AlpinePony Sat 15-Oct-11 13:58:15

Phone the vet nurse school and see if they can recommend anyone to run 'front-of-house' on a temporary basis until you feel 'normal' again?

northerngirl41 Sat 15-Oct-11 20:56:47

1) Even if your business partner is on holiday and "irreplaceable" I'd imagine that they still would pick up on some of the extra stuff you've been doing had they been here? It's not okay for them to land you in it - their life doesn't trump yours, it should be equal if you are equal partners.
2) FSB or your local Business Link are a good port of call for help during the difficult transtionary stages of business where you can't justify risking hiring more people willy-nilly.
3) It's not possible to work at that sort of capacity long term - it's a bit like expecting a car to run with no petrol in it because you'll eventually reach a petrol station. You need to build in extra capacity to the business so that one person being off doesn't have such a knock on effect. e.g. could you hire more part-time staff who would be open to covering holiday periods on a full-time basis?

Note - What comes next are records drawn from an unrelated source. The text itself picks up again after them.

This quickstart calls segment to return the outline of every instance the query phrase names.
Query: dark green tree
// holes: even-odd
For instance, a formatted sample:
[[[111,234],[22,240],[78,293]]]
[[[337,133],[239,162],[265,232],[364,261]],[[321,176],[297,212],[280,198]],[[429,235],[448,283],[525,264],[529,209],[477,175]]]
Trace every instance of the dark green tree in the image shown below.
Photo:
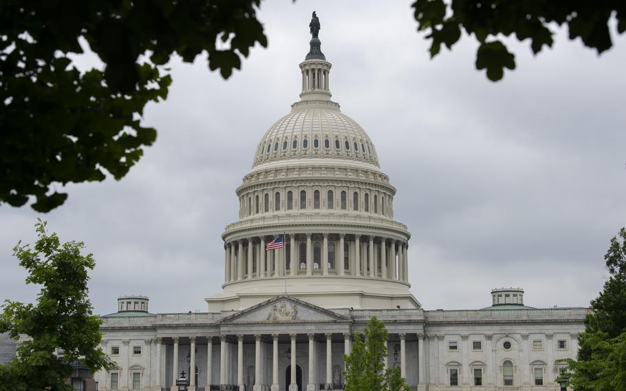
[[[591,302],[578,359],[570,361],[570,383],[579,391],[626,390],[626,229],[604,259],[609,279]]]
[[[358,332],[354,332],[354,341],[350,354],[344,355],[345,361],[345,390],[347,391],[409,391],[406,379],[398,368],[385,370],[387,357],[389,335],[385,323],[372,317],[364,330],[365,343]]]
[[[418,30],[427,32],[431,41],[431,57],[439,54],[442,45],[451,49],[464,32],[479,43],[476,69],[486,69],[493,81],[502,78],[504,68],[515,68],[515,57],[501,36],[530,39],[537,54],[552,47],[557,26],[567,26],[570,39],[580,38],[599,54],[613,45],[609,30],[612,18],[618,33],[626,31],[626,2],[622,0],[417,0],[412,7]]]
[[[117,180],[156,139],[144,107],[167,96],[165,64],[208,54],[228,78],[258,43],[261,0],[89,0],[0,3],[0,204],[47,212],[55,184]],[[79,39],[104,63],[80,74]]]
[[[94,257],[81,254],[82,242],[60,244],[45,226],[41,220],[35,224],[39,237],[34,248],[21,242],[13,248],[28,271],[26,282],[42,288],[35,304],[6,300],[2,306],[0,332],[29,338],[19,345],[12,361],[0,366],[0,390],[72,390],[65,382],[74,371],[69,363],[79,359],[93,372],[114,366],[100,348],[100,321],[92,315],[87,297]],[[55,354],[58,350],[63,359]]]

That way if one of them is off you only need to cover an extra 20 hours, rather than an additional 40 hours and they also have the capacity to help you out covering others' shifts without burning themselves out in the process.

Just a couple of ideas!

HarrietJones Tue 18-Oct-11 12:57:34

What about an office manager type post? To cover things like rotas, new staff accommodation leaving you as clinical management ?

higgle Tue 18-Oct-11 16:29:17

Are you in the care sector? If so your local care providers association could help, or if you are a member of one of the professional organisations, UKHCA or RNHA I'm sure they would give a listening ear.

Longer term anything in your sector which is good for professional networking ( In my area we have group forums for different kinds of care provision) will help you come up with coping strategies for areas of difficulty. If you are in the care sector please feel free to PM me for any tips I might be able to share.